La situazione si aggravò̀ nel 1260 quando agli stessi contadini fu richiesta una fornitura eccezionale di grano per l’esercito fiorentino all’epoca in guerra cono Siena. I sestesi, stanchi dei soprusi, si rifiutarono, almeno inizialmente, di pagare l’ulteriore obolo al vescovo Giovanni Magiadorii ma ci guadagnarono solo una scomunica senza, per altro, evitare il conflitto e il tributo.

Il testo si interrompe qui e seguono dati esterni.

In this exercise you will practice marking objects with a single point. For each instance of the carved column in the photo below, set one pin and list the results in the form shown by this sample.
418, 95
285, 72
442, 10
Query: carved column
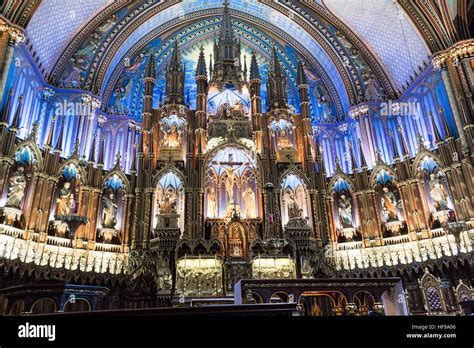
10, 36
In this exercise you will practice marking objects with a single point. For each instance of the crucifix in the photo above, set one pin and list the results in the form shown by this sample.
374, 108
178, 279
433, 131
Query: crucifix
229, 169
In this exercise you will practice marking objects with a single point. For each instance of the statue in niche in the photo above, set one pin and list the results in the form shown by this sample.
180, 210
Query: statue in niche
345, 212
389, 205
73, 80
223, 111
211, 204
168, 203
109, 213
164, 281
283, 141
249, 199
65, 202
438, 194
325, 106
294, 209
16, 191
229, 181
172, 138
238, 109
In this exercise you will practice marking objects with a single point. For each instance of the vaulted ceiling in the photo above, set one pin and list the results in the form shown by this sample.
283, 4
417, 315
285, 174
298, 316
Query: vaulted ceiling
344, 42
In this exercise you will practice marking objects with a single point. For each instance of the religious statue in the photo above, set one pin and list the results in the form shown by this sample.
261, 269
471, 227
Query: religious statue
438, 194
325, 106
173, 138
168, 203
16, 191
345, 212
211, 204
249, 199
389, 205
229, 181
238, 109
283, 141
65, 202
294, 209
109, 213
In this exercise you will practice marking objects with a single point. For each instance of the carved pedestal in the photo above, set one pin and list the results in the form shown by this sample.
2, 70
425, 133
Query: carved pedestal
12, 216
107, 235
167, 221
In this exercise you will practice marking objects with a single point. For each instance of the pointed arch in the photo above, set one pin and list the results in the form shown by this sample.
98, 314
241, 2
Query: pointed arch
420, 157
78, 166
29, 143
249, 152
336, 177
121, 175
376, 171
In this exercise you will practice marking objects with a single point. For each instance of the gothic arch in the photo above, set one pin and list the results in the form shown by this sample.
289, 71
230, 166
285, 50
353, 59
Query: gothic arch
75, 162
378, 169
251, 154
170, 168
420, 157
340, 175
295, 171
31, 144
122, 176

La contrapposizione fra guelfi e ghibellini era ormai all’apice. Alle questioni ideologiche si erano sovrapposti, come spesso succede in questi casi, ragioni economiche ben precise. Tra senesi (ghibellini) e fiorentini (guelfi) erano in gioco il controllo della via francigena e gli interessi finanziari contrastanti dei banchieri delle due città.
Nella guerra che si era combattuta nel 1255 i senesi avevano avuto la peggio ed erano stati costretti a firmare un accordo che li impegnava a non ospitare gli esiliati ghibellini di Firenze. Già nel 1258 però i patti erano stati infranti e le operazioni belliche erano ricominciate coinvolgendo soprattutto le roccaforti della Maremma. Nei primi mesi del 1260 le truppe fiorentine si accamparono alle porte di Siena, ma in maggio furono costrette a interrompere l’assedio. Quasi in contemporanea, grazie all’appoggio che i senesi ottennero da parte del re Manfredi, Montepulciano e Montalcino caddero in mano ghibellina.

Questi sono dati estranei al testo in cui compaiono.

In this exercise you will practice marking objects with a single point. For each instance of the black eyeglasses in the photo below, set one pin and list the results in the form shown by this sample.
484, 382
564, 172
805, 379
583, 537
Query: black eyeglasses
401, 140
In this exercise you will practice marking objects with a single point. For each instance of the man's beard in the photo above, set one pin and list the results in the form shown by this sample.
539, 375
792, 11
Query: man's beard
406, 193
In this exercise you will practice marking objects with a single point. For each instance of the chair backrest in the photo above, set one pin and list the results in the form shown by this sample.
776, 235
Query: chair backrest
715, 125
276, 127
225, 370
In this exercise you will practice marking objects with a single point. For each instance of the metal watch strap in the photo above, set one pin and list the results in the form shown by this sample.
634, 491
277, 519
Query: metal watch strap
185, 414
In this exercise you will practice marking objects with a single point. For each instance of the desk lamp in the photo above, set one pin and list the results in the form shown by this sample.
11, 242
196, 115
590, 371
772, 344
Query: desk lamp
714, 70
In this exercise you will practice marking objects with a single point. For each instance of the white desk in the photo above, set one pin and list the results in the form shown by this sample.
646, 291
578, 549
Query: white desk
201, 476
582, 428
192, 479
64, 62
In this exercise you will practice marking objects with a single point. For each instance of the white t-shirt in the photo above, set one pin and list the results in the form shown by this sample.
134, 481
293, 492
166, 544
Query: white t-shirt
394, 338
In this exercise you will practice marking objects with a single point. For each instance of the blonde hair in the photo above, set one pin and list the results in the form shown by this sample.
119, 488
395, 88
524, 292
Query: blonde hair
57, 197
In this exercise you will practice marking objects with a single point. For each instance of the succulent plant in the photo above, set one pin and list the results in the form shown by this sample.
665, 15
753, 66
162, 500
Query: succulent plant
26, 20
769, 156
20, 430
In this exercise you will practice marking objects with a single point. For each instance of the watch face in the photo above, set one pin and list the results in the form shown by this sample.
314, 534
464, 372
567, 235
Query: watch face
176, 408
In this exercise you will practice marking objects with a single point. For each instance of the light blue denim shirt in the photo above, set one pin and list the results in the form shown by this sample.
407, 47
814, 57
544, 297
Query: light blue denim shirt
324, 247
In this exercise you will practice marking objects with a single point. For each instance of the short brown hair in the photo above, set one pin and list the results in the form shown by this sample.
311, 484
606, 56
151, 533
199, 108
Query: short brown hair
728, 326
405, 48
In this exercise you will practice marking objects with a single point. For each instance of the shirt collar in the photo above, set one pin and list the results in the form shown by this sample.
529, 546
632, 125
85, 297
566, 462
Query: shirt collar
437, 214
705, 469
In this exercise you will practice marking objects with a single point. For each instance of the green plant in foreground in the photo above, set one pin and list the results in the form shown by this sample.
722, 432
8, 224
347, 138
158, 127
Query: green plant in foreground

si trattava di un affronto che i fiorentini non potevano accettare e così un nuovo esercito (quello sfamato anche dal grano sestese) si mosse verso Siena e si accampò nei pressi del fiume Arbia il 2 settembre. I due eserciti si scontrarono due giorni dopo in località Montaperti. Dopo alcune fasi alterne della battaglia, nel pomeriggio i senesi sferrarono una vigorosa offensiva. Fu in quel momento che il fiorentino Bocca degli Abati, si avvicinò al suo porta stendardo, Jacopo de’ Pazzi, e con un colpo di spada gli recise la mano che reggeva l’insegna. L’inaspettato tradimento provocò sconcerto fra i fiorentini che si ritirarono fino al fiume Arbia dove furono bloccati e uccisi in gran numero.
Ond’io a lui: “lo strazio e ‘l grande scempio
che fece l’Arbia colorata in rosso,
tal orazion fa far nel nostro tempio (Dante Alighieri)
Le vicende della battaglia, rese epiche dal Sommo Poeta, sono fatte anche dalle storie dei singoli combattenti. Bocca degli Abati, per esempio, è considerato un infiltrato ghibellino nelle fila guelfe, ma c’è chi sostiene che il gesto che capovolse la battaglia fosse solo quello di un uomo accecato dalla gelosia per l’amore che era scoppiato fra Jacopo Pazzi e la sua amata Cecilia Gherardini.
Piangendo mi sgridò: «Perché mi peste?
se tu non vieni a crescer la vendetta
di Montaperti, perché mi moleste (Dante Alighieri)
Singolare è anche la storia di Aldobrandinus de Sexto, Braculo da Querceto e Jacopo Alberti che, pur facendo parte del popolo vessato dalle tasse vescovili, decisero di combattere a fianco dei guelfi fiorentini. I primi due erano palvesari (cioè sostenevano il grande scudo recante il simbolo della città), mentre il terzo era cavaliere a difesa del carroccio.
Chissà qual è stato il loro destino.
Speriamo migliore di quello di Sesto che, dopo aver contribuito al foraggiamento dell’esercito fiorentino, dovette subire anche le devastazioni dei vincitori ghibellini.